John Yau’s monograph on Martin Puryear will examine the artist’s emphasis on a direct engagement with materials, which runs counter to the late modernist trend toward an increasing absence of craft on the part of the artist in favor of impersonality. Yau claims that Puryear’s vision is neither reactionary nor nostalgic, but rather a deeply rigorous rethinking of received assumptions. He contends that the artist’s determination to make work that stands apart from every aesthetic and theoretical agenda, while negotiating such issues as African American history and the individual’s relationship to society and culture, amounts to one of the most remarkable achievements in postwar art. The book will cover Puryear’s entire career, including a new body of work begun since his retrospective at MoMa in 2007.

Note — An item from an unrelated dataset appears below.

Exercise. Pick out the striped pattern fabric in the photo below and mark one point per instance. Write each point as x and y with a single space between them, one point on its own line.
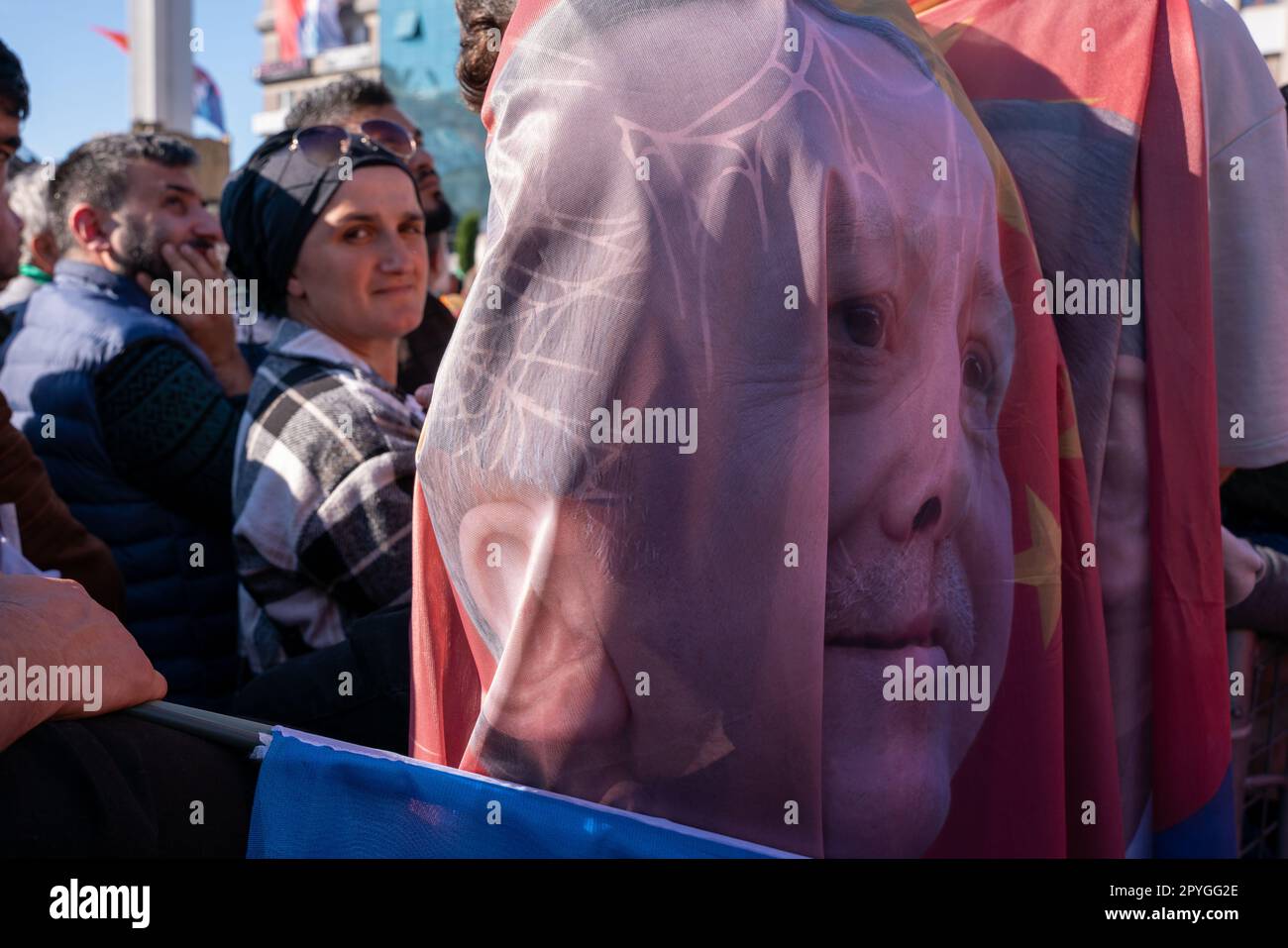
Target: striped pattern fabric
321 496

John Yau is a poet and freelance critic whose reviews and essays have appeared in numerous magazines, including ArtsArtforumArt in America, and Art News. He has published more than 200 essays on art and has contributed to catalogues and monographs on sculptors Deborah Butterfield, Mark di Suvero, Tim Hawkinson, Jessica Stockholder, and Jackie Winsor. He has written extensively about artists whose work cannot be categorized according to the dominant narratives, including Richard Artschwager, Wifredo Lam, Catherine Murphy, Thomas Nozkowski, Sylvia Plimack-Mangold, and Peter Saul. Since 2004, he has been the arts editor of the Brooklyn Rail. Yau is an associate professor at Mason Gross School of the Arts, Rutgers University.